Table 5. Frames per second computing for different resolution in different clock frequency.

After some improvement of the implementation taking advantage of parallelism execution, the Background Subtraction and Histogram computing, Segmentation and Relative distance are grouped in the same block. Which means an optimization of 2W * H (Table 6). The new simulation values are given in Table 7. As a result, we notice that for 640 * 480 resolutions in the worst case frequency 50 MHz we achieve 83 fps more than the double of the needed fps. For 1280 * 720 resolutions a real time system can be built in frequency superior than the 56 MHz. And bigger resolution such 1440 * 1080 can be implemented under 100 MHz frequency.

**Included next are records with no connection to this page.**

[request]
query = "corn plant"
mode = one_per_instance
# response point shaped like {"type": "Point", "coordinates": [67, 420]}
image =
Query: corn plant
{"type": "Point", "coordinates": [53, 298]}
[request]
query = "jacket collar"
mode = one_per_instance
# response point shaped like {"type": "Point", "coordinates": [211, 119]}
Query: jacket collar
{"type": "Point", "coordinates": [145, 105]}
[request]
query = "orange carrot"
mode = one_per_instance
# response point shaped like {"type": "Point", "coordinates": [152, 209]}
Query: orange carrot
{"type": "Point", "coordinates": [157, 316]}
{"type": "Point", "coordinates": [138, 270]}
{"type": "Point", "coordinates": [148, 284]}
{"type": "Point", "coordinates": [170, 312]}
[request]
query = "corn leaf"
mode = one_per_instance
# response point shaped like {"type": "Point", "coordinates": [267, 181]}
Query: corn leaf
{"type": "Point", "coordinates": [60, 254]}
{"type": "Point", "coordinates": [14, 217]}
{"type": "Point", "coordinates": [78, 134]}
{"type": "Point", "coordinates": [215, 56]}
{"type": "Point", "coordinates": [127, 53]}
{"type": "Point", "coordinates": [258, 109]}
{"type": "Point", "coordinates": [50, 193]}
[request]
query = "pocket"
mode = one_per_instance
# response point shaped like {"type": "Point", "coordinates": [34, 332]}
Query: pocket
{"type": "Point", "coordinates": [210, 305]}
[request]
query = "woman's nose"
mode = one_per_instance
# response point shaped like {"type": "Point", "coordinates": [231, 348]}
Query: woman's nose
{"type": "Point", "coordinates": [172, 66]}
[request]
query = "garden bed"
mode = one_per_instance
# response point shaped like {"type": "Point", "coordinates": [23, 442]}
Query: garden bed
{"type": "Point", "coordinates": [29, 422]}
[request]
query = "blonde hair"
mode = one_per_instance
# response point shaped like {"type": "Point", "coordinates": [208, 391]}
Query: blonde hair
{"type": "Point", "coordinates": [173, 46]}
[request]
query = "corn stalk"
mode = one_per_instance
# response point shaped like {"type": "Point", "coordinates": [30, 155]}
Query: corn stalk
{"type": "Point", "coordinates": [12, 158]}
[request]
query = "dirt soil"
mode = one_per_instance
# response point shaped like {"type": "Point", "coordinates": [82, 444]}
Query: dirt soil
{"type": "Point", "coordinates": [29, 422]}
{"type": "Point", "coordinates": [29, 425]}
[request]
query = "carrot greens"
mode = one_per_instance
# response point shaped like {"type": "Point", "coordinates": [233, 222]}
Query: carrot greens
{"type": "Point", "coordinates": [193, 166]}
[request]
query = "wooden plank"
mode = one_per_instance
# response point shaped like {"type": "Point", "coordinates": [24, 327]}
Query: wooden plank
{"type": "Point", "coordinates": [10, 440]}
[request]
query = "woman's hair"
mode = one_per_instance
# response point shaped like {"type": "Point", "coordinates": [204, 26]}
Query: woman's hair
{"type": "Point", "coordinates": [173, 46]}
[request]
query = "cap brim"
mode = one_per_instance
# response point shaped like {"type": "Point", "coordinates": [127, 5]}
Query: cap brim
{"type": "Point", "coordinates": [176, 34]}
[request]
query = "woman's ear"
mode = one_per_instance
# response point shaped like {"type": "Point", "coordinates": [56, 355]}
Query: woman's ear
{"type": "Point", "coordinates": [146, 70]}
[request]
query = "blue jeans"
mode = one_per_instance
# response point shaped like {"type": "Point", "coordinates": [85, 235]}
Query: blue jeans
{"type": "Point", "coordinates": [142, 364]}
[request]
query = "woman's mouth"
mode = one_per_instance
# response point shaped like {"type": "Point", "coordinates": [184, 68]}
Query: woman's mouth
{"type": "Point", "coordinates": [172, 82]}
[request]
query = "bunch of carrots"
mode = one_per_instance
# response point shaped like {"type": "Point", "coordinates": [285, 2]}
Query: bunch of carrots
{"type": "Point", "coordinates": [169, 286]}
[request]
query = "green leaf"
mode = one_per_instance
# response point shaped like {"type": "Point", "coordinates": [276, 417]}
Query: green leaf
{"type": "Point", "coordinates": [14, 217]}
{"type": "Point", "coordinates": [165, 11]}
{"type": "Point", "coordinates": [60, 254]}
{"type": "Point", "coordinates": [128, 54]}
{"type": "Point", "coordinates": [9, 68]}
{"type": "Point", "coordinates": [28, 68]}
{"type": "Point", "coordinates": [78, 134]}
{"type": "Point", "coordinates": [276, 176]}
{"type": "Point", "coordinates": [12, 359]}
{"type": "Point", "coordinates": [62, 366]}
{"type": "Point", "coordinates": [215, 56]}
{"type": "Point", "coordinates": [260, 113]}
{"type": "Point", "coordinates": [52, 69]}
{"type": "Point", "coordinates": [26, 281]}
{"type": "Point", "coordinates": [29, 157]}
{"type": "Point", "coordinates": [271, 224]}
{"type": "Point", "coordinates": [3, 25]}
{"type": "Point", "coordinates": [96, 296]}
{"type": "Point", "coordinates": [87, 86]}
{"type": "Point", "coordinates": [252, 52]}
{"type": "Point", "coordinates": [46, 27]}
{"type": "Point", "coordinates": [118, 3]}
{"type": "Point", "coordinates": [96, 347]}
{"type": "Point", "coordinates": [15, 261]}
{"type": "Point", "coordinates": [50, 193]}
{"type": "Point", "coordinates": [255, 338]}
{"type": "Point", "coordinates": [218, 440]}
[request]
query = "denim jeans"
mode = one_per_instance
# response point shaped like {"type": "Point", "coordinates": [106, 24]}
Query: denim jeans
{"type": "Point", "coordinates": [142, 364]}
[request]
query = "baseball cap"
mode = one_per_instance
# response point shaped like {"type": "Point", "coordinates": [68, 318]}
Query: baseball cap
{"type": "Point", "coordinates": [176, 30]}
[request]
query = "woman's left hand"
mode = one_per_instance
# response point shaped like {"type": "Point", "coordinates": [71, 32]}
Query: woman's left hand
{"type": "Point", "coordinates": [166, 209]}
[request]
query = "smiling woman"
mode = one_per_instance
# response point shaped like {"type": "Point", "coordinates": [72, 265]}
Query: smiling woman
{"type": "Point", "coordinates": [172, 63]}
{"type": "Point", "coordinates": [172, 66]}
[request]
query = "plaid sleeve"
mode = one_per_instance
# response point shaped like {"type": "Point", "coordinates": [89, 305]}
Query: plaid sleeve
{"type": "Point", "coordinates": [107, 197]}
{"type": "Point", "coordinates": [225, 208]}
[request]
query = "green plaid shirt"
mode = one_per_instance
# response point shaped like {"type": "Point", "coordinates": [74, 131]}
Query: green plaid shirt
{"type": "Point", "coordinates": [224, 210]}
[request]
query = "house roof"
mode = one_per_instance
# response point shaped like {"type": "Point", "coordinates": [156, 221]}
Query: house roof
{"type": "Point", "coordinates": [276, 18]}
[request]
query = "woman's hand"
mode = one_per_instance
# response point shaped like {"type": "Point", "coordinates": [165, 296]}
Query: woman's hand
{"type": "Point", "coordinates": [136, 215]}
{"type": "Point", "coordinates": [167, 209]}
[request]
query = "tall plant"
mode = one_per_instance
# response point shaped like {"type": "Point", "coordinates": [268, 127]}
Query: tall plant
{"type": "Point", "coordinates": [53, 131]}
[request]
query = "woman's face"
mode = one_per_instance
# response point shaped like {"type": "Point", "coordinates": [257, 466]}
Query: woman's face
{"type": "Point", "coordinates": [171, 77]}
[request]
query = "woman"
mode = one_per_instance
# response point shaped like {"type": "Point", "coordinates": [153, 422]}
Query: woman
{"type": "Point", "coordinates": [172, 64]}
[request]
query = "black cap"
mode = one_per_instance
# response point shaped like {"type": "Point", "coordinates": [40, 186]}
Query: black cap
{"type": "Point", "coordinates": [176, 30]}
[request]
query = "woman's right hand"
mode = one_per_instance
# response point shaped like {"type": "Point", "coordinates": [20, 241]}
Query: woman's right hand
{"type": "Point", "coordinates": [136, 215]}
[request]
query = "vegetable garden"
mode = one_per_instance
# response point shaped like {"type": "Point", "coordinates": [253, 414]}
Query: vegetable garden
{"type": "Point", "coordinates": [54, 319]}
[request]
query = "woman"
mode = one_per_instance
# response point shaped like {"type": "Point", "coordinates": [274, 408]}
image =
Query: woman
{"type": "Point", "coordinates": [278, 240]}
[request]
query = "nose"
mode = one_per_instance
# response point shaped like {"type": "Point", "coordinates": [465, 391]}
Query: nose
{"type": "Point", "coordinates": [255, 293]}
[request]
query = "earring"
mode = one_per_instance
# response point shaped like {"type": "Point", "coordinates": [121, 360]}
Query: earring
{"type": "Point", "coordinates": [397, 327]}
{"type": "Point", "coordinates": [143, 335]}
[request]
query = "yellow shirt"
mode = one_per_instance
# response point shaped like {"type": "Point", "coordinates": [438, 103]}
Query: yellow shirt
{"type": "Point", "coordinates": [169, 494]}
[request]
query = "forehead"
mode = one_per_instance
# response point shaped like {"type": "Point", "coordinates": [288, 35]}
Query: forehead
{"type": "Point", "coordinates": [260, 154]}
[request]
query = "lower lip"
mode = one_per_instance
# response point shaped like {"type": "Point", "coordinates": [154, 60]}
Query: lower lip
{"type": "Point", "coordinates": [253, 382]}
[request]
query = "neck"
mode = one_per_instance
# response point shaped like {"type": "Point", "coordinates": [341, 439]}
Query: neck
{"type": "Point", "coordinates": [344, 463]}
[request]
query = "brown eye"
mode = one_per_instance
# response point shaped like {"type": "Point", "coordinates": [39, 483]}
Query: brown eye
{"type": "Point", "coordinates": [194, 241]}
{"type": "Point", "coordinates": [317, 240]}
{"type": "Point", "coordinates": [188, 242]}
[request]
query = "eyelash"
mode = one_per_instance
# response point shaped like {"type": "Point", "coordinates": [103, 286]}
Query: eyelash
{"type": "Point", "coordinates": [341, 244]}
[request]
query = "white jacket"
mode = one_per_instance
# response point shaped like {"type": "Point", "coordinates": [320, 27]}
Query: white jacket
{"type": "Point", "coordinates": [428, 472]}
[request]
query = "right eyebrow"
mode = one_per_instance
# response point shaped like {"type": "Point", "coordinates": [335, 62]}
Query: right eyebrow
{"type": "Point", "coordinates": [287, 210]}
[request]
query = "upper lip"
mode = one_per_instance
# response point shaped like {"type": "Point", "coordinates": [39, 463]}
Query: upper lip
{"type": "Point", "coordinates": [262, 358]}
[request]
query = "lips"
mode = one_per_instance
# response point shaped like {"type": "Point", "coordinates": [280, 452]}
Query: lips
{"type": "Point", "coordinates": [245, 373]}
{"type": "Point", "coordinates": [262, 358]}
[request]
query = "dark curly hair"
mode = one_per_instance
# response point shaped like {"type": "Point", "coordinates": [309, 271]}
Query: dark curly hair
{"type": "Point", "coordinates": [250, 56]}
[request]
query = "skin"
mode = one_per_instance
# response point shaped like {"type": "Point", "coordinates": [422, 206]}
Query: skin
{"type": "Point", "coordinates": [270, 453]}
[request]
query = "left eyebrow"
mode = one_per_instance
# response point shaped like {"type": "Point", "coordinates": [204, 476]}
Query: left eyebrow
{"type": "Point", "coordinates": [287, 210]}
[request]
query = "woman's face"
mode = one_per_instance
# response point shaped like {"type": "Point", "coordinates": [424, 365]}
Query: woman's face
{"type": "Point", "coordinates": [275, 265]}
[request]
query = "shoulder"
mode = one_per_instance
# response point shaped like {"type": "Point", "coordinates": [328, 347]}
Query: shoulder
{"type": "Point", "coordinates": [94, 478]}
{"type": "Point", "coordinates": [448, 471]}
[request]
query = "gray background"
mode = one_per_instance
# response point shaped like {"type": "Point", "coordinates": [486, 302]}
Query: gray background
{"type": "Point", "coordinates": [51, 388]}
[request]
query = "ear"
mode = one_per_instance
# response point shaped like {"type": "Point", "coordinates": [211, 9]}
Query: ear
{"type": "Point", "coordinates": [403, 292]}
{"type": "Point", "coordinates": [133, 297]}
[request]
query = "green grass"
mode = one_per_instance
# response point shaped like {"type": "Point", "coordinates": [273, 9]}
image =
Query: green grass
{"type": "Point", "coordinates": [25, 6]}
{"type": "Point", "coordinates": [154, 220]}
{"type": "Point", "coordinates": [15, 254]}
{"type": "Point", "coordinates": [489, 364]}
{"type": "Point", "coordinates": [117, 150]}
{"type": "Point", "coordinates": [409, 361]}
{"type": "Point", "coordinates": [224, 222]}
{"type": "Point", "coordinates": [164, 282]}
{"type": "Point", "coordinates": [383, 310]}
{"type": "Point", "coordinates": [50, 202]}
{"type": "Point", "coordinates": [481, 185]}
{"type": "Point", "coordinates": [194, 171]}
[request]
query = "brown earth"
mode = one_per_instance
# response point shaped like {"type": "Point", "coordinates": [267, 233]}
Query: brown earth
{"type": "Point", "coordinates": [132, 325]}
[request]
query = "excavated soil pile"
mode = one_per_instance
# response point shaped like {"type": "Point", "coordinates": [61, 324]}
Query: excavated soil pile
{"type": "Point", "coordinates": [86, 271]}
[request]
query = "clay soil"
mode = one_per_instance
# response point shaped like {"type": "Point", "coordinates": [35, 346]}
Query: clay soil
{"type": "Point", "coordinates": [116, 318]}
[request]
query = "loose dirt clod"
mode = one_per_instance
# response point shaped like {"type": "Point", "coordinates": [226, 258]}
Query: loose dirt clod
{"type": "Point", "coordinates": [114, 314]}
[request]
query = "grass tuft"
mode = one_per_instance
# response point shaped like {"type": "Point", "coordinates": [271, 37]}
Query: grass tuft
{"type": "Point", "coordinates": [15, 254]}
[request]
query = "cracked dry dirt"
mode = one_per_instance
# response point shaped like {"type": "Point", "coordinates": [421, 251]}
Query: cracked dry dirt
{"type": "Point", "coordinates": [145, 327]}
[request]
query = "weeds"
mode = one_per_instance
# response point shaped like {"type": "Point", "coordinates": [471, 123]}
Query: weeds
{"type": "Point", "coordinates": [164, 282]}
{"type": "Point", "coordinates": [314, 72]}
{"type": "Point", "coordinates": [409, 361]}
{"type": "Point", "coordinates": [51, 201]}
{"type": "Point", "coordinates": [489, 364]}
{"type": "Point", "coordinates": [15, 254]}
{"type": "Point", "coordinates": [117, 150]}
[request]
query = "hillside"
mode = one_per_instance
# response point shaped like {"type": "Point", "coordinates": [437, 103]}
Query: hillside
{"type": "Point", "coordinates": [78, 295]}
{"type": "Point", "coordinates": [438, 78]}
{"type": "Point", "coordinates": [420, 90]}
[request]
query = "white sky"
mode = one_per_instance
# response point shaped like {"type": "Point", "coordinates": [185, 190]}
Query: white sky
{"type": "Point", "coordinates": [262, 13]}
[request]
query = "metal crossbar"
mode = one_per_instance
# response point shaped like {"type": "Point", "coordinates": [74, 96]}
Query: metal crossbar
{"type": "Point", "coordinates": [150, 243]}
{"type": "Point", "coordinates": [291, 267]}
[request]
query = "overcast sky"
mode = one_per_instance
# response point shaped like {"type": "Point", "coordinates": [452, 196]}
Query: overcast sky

Table 6. Block execution time in function of resolution and clock ticks.
Table 7. Frames per second computing for different resolution in different clock frequency.

5.2 Accuracy

In order to measure the real accuracy of our proposed system, we put a car in different distance from a fix camera Fig. 7 inside a small parking, and by using a fix camera the relative distance between the car and the camera is computed in real time from different distances. The real and computed distances are given in Table 8. Compared to similar work as [17, 18] as shown in Table 9, the maximal accuracy error of 0.1 M for the proposed system present an interesting improvement.

Fig. 7.
figure 7

Testing environment.

Table 8. Real and computed distance.
Table 9. Accuracy error compared to similar work.

6 Conclusion and Outlook

This paper presents an FPGA based Indoor real-time visual location system. The input image is segmented in order to extract the vehicle, this step is achieved using the background subtraction method, with a dynamic threshold computed using the Otsu method. The segmented image is then used to compute the relative distance to the camera. The proposed system is sufficiently satisfying the real time constraint 32 frames per second for the 1440 * 1080 resolution under 100 MHz frequency. In the next step, the presented algorithm will be improved and adapted in a vision of proposing a high accuracy visual navigation system for parking areas. This latter present one of the main parts in our approach of a fully automated parking solution, which will be presented in our future papers.